Mit Pressluftbohrer: Theatertreffen eröffnet
Berlin (dpa) - Es war ein furioser Auftakt: Das Schauspiel Köln - amtierendes „Theater des Jahres“ - eröffnete am Freitagabend das 48. Berliner Theatertreffen mit einer spektakulären Jelinek-Inszenierung.
Mit Pressluftbohrer, einer Bühne unter Wasser und großem Männer-Chor zeigte die Kölner Intendantin und Regisseurin Karin Beier Elfriede Jelineks Katastrophen-Trilogie „Das Werk/Im Bus/Ein Sturz“.
Darin erzählt die Literaturnobelpreisträgerin unter anderem von Leid und Tod beim Bau des Wasserkraftwerks im österreichischen Kaprun und vom Einsturz des Kölner Stadtarchivs mit zwei Toten.
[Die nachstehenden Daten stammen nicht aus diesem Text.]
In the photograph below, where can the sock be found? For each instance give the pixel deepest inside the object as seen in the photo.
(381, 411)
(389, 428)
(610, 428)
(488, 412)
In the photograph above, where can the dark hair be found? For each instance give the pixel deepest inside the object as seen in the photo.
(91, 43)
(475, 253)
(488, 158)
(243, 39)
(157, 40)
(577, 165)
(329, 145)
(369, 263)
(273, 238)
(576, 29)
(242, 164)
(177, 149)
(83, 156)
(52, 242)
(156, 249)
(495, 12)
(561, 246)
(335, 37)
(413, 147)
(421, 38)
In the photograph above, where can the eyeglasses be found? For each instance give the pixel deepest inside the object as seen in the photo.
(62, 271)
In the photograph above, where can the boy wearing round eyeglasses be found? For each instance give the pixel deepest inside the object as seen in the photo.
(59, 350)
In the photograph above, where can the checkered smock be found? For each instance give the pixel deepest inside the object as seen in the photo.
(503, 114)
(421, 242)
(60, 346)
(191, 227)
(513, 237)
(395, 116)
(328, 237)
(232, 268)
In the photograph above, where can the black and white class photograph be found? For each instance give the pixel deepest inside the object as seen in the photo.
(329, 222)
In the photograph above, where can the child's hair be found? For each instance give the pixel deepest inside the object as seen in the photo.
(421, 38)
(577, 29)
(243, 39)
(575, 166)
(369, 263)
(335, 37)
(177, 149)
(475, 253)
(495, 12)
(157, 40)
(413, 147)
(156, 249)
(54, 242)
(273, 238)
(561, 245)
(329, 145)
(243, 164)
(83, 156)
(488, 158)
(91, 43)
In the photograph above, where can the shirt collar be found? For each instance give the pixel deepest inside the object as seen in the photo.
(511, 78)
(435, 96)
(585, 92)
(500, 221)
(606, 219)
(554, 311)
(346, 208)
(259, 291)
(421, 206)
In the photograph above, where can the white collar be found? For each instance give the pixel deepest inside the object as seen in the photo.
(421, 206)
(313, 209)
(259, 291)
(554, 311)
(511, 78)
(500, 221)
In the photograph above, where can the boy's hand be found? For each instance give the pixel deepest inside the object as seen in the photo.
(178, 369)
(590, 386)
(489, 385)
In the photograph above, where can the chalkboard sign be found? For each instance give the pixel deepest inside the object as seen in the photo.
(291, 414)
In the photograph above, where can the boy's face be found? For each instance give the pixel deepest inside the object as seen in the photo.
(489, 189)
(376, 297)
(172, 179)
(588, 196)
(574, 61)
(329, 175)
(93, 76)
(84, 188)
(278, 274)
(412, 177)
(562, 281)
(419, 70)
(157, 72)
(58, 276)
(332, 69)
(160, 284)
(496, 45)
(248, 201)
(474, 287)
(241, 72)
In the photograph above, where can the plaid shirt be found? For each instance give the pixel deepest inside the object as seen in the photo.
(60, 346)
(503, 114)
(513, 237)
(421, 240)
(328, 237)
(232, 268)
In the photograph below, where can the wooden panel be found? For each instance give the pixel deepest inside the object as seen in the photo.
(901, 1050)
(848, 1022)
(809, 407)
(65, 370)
Jelinek stellt in ihrem Stück unbequeme Fragen nach den Verantwortlichen und nach dem Umgang des Menschen mit der Natur und ihren Ressourcen.
Beier gelingt es, die enormen Textmassen Jelineks so tänzerisch leicht und musikalisch zu arrangieren, dass das gewaltige Werk für den Zuschauer verdaulich und verständlich wird. Und so ernst und gewichtig die Themen sind, findet die Regisseurin immer wieder den wunderbar bösen Witz in der ironischen Übertreibung.
Das grandiose Schauspielerensemble - darunter die TV-Stars Caroline Peters („Mord mit Aussicht“) und Manfred Zapatka - gibt alles: Egal, ob in der am meisten beeindruckenden Köln-Geschichte das Wasser aus dem Erdreich auf die am Ende unter Wasser stehende Bühne sprudelt oder der verbohrten Umwelt mit dem Pressluftbohrer zu Leibe gerückt wird. Jelineks Sprechchöre sind bei Beier nicht martialisch. Dafür sorgt auch der vielköpfige schwule Männerchor Zauberflöten e.V.
Das Schauspiel Köln ist gleich mit zwei Aufführungen beim Theatertreffen dabei: Neben Beiers Jelinek-Abend zeigt das Ensemble Tschechows „Kirschgarten“ in der Regie von Karin Henkel. Schon im vergangenen Jahr sorgten die Kölner für Aufsehen beim Theatertreffen, als ihre Inszenierung „Die Schmutzigen, Hässlichen und Gemeinen“ das Publikum spaltete. Das diesjährige Theatertreffen zeigt bis zum 23. Mai die zehn „bemerkenswertesten“ Inszenierungen der Saison. Regisseure wie Stefan Pucher, Stefan Bachmann, Herbert Fritsch und Roger Vontobel, das Berliner Ballhaus Naunynstraße und die Off-Gruppe She She Pop wurden eingeladen.
Bereits die Theatertreffen-Einladung sei für jeden Regisseur ein Ritterschlag, so drückte es Kulturstaatsminister Bernd Neumann bei der Festivaleröffnung aus. Gleichzeitig machte er den Theaterleuten Mut: Auch in finanziell schwierigen Zeiten sollten die 150 staatlich geförderten deutschen Bühnen erhalten werden. „Wir brauchen sie alle“, sagte Neumann.
Obwohl schon die Teilnahme an dem Festival als Auszeichnung gilt, sollte am Sonntag ein Preis verliehen werden: Regisseur Dimiter Gotscheff (68) und sein Schauspielerteam Almut Zilcher, Samuel Finzi und Wolfram Koch sind die diesjährigen Gewinner des mit 20 000 Euro dotierten Theaterpreises Berlin. Mit der Auszeichnung für „herausragende Verdienste um das deutschsprachige Theater“ würdigt die Jury Gotscheffs Inszenierungen wie „Kampf des Negers und der Hunde“, „Iwanow“, „Die Perser“ und „Krankenzimmer Nr. 6“ als epochal. Das Künstler-Quartett sei sich treu geblieben, ohne stehen zu bleiben, urteilte die Juroren.